Friends of Muonde is run on a volunteer basis by Dr. Ken Wilson whose connections with the people and communities involved on the ground go back to Zimbabwe’s Independence in 1980.  In 2015 Ken retired from running an international foundation focused on backing indigenous stewardship of biocultural diversity, The Christensen Fund, to live and work with Cynthia Ong and Forever Sabah, and to have more time for this Zimbabwean engagement. Earlier in his career he left a research post at the University of Oxford to serve as the Ford Foundation’s Program Officer for Mozambique and later as a deputy vice president for Education, Media, Arts and Culture in New York. He has been engaged in participatory research and writing about Mazvihwa since the mid-1980s.

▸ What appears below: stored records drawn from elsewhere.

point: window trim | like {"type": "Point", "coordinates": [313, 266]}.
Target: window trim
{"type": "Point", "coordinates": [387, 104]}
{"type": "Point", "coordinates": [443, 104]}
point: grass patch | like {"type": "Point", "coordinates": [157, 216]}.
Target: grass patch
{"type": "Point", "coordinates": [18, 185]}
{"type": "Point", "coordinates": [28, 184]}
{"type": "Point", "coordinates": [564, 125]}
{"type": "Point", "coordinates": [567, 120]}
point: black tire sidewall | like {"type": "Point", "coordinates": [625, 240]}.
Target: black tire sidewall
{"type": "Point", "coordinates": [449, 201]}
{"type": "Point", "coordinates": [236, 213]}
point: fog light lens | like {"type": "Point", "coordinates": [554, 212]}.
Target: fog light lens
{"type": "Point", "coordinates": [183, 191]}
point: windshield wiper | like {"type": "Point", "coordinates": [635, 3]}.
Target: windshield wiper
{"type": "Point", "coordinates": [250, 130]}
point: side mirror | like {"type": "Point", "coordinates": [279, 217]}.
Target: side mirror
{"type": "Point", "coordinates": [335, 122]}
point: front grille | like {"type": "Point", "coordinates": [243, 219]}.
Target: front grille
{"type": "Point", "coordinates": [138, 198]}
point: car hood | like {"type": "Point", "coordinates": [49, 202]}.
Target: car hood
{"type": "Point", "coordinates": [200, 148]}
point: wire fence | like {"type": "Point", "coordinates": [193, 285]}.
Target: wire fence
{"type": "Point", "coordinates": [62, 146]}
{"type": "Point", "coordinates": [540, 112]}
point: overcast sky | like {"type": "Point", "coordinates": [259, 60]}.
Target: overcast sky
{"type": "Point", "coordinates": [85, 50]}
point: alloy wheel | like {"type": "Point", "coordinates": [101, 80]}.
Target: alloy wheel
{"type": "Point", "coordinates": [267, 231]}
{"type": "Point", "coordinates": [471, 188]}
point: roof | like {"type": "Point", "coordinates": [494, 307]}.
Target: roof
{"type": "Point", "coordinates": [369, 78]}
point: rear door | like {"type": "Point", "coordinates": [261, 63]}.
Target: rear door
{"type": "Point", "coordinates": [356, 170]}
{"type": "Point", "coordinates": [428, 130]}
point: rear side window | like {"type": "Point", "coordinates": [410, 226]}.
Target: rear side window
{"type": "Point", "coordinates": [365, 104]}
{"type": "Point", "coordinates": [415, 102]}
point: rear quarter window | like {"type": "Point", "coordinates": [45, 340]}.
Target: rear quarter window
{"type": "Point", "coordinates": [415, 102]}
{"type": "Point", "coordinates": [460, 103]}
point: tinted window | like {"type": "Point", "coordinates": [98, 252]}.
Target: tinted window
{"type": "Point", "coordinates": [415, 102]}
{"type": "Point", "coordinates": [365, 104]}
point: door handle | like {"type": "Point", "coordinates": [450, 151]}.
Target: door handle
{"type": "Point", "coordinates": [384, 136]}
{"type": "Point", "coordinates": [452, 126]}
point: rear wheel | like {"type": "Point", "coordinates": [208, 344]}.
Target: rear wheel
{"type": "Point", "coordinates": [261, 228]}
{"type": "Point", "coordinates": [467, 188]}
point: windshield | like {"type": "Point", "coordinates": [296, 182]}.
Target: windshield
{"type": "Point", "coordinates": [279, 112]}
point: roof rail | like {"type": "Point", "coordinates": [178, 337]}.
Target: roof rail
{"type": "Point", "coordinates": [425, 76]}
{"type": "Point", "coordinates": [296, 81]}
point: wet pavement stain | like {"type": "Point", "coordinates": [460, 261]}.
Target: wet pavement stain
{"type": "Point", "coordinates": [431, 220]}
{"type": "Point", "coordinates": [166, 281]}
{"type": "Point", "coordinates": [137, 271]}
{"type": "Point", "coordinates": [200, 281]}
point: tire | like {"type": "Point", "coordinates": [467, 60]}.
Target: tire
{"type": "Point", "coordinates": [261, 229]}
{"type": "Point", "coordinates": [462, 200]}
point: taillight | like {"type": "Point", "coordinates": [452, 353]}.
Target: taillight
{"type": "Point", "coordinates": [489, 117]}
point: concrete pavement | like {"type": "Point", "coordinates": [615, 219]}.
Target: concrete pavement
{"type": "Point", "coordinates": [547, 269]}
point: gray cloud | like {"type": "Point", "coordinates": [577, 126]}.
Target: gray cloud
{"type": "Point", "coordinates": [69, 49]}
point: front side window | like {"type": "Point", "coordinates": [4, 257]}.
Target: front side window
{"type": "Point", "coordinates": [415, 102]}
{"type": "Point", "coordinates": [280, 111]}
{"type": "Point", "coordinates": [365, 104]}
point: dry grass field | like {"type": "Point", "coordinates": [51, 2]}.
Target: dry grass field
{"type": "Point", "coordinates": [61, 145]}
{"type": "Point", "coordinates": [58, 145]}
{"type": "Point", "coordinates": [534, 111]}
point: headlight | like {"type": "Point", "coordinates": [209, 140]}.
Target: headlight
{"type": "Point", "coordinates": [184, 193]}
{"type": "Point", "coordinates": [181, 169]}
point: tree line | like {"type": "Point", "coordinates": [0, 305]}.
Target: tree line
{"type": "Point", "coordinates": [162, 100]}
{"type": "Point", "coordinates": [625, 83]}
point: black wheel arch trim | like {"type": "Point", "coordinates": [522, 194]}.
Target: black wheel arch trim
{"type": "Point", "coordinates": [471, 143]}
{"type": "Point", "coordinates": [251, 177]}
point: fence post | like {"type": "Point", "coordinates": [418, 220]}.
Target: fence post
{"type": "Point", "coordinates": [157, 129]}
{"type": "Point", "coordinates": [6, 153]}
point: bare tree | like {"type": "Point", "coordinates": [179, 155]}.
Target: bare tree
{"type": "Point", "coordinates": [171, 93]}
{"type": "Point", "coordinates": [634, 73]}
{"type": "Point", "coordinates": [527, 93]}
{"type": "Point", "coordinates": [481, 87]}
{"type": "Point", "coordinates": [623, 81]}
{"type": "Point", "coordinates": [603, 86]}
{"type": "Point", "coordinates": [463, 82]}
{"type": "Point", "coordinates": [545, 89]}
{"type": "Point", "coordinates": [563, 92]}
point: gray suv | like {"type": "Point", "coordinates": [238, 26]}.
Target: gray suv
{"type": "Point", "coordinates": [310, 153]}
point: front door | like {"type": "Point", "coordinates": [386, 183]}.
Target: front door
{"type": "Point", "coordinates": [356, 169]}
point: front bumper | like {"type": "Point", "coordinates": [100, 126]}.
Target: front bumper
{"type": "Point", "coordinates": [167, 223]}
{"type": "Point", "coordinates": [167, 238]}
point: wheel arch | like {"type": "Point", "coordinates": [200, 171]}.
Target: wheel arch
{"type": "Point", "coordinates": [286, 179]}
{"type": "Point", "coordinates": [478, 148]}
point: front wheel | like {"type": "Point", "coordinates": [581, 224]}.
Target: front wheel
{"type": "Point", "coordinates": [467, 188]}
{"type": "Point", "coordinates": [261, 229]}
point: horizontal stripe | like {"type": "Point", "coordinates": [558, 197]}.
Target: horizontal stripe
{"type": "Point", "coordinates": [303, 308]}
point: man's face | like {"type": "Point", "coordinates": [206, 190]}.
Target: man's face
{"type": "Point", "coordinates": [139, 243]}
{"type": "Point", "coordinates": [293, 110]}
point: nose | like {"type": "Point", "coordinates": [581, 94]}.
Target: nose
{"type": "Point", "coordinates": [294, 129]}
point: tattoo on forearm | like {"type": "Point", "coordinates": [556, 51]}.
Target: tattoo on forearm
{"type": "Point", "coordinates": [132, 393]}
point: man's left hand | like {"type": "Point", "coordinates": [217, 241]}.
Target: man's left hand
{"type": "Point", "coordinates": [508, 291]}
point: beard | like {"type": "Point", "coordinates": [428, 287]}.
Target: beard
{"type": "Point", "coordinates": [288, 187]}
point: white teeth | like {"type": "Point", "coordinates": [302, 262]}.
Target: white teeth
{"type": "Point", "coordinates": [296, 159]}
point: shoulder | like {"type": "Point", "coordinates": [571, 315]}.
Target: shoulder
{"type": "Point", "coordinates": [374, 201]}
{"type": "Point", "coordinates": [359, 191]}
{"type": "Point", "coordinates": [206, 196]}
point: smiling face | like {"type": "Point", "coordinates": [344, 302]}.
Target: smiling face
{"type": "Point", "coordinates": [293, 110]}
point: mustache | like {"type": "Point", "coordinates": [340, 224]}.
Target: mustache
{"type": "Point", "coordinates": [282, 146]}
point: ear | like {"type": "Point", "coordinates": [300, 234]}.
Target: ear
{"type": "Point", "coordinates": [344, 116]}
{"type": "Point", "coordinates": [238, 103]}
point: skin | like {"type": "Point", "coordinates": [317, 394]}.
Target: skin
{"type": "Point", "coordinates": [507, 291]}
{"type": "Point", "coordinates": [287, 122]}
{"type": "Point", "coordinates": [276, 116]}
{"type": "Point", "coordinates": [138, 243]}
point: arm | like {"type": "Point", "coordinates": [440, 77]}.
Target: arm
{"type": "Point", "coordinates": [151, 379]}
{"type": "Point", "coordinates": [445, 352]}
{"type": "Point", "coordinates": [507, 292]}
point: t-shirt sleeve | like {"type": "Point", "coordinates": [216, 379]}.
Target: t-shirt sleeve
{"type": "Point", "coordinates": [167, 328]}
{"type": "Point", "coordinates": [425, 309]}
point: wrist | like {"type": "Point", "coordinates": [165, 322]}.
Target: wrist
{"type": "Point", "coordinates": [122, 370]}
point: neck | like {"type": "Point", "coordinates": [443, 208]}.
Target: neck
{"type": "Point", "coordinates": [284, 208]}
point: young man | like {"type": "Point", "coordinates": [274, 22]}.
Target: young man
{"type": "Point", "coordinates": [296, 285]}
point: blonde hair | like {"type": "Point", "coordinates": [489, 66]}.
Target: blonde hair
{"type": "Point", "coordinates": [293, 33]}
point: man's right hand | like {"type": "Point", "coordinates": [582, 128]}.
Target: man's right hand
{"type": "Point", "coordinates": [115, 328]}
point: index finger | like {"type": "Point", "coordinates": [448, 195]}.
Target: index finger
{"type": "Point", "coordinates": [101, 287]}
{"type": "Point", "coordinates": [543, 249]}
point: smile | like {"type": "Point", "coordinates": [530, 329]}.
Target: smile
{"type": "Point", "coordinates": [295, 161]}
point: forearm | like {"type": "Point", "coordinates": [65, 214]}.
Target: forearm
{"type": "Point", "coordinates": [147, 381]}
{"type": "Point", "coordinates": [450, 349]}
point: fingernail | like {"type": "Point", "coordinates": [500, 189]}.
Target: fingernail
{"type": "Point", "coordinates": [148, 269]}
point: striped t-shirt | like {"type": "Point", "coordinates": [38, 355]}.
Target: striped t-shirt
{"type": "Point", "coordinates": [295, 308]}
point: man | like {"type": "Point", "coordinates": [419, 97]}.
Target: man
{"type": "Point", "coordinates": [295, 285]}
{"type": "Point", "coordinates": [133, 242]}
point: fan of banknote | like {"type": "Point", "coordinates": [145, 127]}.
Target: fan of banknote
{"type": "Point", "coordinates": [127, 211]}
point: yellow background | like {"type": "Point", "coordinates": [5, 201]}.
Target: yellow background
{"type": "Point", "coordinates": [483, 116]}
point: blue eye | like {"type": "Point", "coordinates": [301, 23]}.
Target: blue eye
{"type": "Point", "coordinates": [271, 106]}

Many other individuals have also come forward with energy and talent on a voluntary basis. These include Robby Zeinstra, Robert Hickling, Anuja Mendiratta, Brock Dolman, Brad Lancaster, Paul Nash, Anita Heim, Attila Paksi, Melissa Eitzel, Jon Solera, Louise Fortmann, Naama Raz-Yaseef, Cynthia Ong, Saori Ogura, Alejandra Cano, and others.

The Board of Advisers for Friends of Muonde includes:

Brock Dolman: directs the Water Institute at Occidental Arts & Ecology Center in California and works on the interface of watershed management, agriculture and community activism. Visited Mazvihwa in 2013 and initiated the teaching of the A-Frame to assess contour and took the amphibian photos that interested the Bulawayo Natural History Museum. He brings knowledge of transformational training approaches in permaculture and water harvesting.

Jaune Evans: runs the Tamalpais Trust in California (supporting international indigenous work on environment and culture) with a twenty year career in philanthropy (including Tides, Lannan Foundation and the New Mexico Community Foundation). She helps us with fund raising, institutional and management issues.

Louise Fortmann: Professor of Natural Resource Sociology at the University of California Berkeley has undertaken research in Africa (including in Zimbabwe) since the 1970s, with a focus on gender issues. She invited Mr. Mawere as a visiting scholar at UCB and connects this community-based work to a wider community of relevant scholarship.

Will Grant: a teacher with many years of experience in environmental justice, permaculture, and community work including with indigenous people in the US southwest and in Zimbabwe. He brings knowledge of alternative approaches to education and of community building.

Meklit Hadero: is a widely recognized musician and cultural worker both in the Nile Basin in Africa and here in San Francisco. She brings the lens of cultural activism and of creative expression.

Anuja Mendiratta: is an environmental justice advocate with diverse experience in the non-profit and philanthropic sectors. Her substantial international experience includes visiting Mazvihwa in 2013 and exploring the issue of disposal of plastic wastes. She brings project management and environmental justice expertise.

Emmanuel Sigauke: Professor of English at Cosumnes College (Sacramento) is a Zimbabwean poet, writer and editor of some renown, most recently publishing Mukoma’s Marriage and Other Stories set in his childhood in Mazvihwa and Harare. As a school boy in 1988 he worked with this team on indigenous woodland management in the village of Mhototi. He brings values of creativity and story-telling to the team.

Friends of Muonde is funded by a cluster of individuals and small foundations who value its community spirit and unique approach:  Yes, please we welcome your tax deductible contributions!

Friends of Muonde has supported indigenous innovation in Mazvihwa and the surrounding areas both directly and through making grants to legally registered non-profits in Zimbabwe, including the Muonde Trust and the Phiri Award for Food and Farm Innovators Trust.